Not English Idiom
OK, the hard part about English grammar is the many verb tenses, right? It is stressful if you ever actually have to think about verb tense. (Was that last sentence in the present, present perfect or present progressive?)
I have found some even more nefarious villains in our language, however. They have been billing themselves as innocent little helpers; so insignificant, in fact, that they are not capitalized in a title. I am talking about prepositions. Their job? Explaining how a noun or pronoun relates to another word.
As we huddled around the woodstove at the schoolhouse back in Gratiot, Teacher used to tell us that a preposition was “anywhere a squirrel could go.” (Sorry—I keep forgetting I’m not Laura Ingalls Wilder.) What would that squirrel think if it knew that the part of speech that made it famous was robbing non-native English speakers of precious points on the SAT? Probably nothing—squirrels are pretty stupid.
I realized prepositions were a problem when I recently taught SAT Writing and Grammar to a class of Korean-American students. I was having trouble explaining why some of their answers were incorrect. About two-thirds of the time, prepositions can be taken literally—just visualize that squirrel on the rail, going through the woods or riding in a Ferrari. The other ones are problematic, however. They just sound right to a native speaker, which means they just have to be memorized by one who is not. The answer key simply says “not English idiom”—how helpful.
English is rife with idiomatic phrases that way-lay ESL speakers. Margarita, a woman in my book club, says that her husband thought she had been calling him a pig for years. Every time she made a new dish, she would ask him to be her guinea pig. Imagine his relief to find out that he was just an experimental subject instead!
Back to prepositions…
Does one work “in” or “at” a factory? Why do we say in the morning, in the afternoon and at night? If one were to say “I have trouble sleeping in the night” an English speaker born in America would notice that it was an unusual phrase or not an English idiom. (Best to take some Ambien and avoid the whole scenario; what’s more American than taking a highly advertised prescription drug?)

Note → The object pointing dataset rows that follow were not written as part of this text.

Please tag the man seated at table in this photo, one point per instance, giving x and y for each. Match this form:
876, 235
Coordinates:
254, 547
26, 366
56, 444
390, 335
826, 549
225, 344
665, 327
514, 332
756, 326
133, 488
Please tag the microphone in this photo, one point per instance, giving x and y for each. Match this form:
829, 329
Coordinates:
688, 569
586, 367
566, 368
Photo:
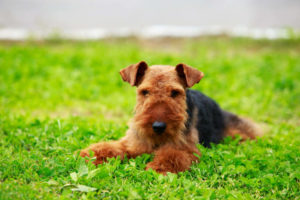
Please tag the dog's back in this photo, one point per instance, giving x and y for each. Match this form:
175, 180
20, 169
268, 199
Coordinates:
212, 122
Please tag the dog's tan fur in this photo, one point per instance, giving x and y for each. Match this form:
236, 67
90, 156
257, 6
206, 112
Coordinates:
174, 151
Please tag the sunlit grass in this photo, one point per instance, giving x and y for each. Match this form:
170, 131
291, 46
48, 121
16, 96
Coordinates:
57, 98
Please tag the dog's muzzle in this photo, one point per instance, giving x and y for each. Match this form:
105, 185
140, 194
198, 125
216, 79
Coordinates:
159, 127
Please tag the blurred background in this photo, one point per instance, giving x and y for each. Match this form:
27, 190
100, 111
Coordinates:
94, 19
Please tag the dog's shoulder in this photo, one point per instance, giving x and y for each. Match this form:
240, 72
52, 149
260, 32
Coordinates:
210, 120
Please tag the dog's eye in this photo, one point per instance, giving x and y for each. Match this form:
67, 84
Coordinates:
145, 92
174, 93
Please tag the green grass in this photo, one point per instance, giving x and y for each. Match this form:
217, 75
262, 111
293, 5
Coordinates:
59, 97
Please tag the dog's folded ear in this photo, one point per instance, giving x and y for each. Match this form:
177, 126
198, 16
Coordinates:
190, 75
134, 73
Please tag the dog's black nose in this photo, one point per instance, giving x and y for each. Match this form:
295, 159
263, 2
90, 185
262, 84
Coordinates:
159, 127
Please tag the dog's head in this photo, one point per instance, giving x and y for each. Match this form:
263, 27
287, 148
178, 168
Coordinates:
161, 98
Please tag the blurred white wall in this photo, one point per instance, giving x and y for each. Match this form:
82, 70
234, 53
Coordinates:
136, 15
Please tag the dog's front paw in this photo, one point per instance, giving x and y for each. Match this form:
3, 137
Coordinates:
86, 153
158, 167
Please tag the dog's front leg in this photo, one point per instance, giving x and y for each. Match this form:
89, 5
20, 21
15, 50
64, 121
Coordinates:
130, 145
170, 159
104, 150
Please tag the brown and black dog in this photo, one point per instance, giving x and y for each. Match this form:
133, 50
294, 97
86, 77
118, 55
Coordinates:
170, 119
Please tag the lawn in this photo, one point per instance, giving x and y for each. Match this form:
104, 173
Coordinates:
57, 97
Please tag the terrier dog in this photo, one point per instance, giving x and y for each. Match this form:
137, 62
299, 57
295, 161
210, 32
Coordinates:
170, 119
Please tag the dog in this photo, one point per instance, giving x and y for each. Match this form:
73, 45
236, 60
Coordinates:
171, 119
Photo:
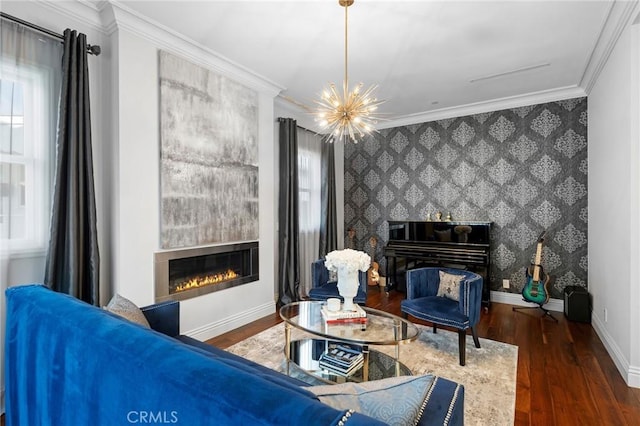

OK, so which is right? I work in my father’s factory or I work at my father’s factory? It’s the latter. The word in usually means "within a geographical place or enclosed area”; in this sentence, the preposition refers a location that involves a specific activity, so at is correct. Damn you, squirrel!

4 Comments:
I think that in many cases prepositions should be thought of as paired with the verb, not the noun that follows them, since the preposition often changes the meaning of the verb. For instance, pairing different prepositions with "take" can generate vastly different meanings that have nothing to do with the normal definition of "take":
take on: to accept
take off: to remove
take down: to remove from view
take through: to guide
take in: to understand
The verb "work" has a lot of meanings as well depending on the preposition it's paired with.
However, I think this type of preposition use is mutually exclusive with the "squirrel" type, so I don't think this applies for your examples, which seem to be of the "squirrel" variety. You can really see the difference if you mix and match the two types: "He works at his father's factory and becoming a better person."
Just musing randomly...
"He works at his father's factory and becoming a better person"--
I think one of my students used that exact sentence!
(Parallelism comes later.)
Those other prepositions to
which you refer have almost
become part of the verb.
"Worn out",
"settle down",
"give up",
"fall off",
"excited about",
"impressed by",
"called on",
"look at" and
"aware of"
are examples of phrases that
are determined by idiom rather than meaning. (At least according to St. Martin's Handbook. http://bcs.bedford
stmartins.com/exercisecentral/)
Wow-- I just reread that sentence and it means something totally different to me that it did the first time. I've got to work on that impulse control...
A preposition is something you never end a sentence with.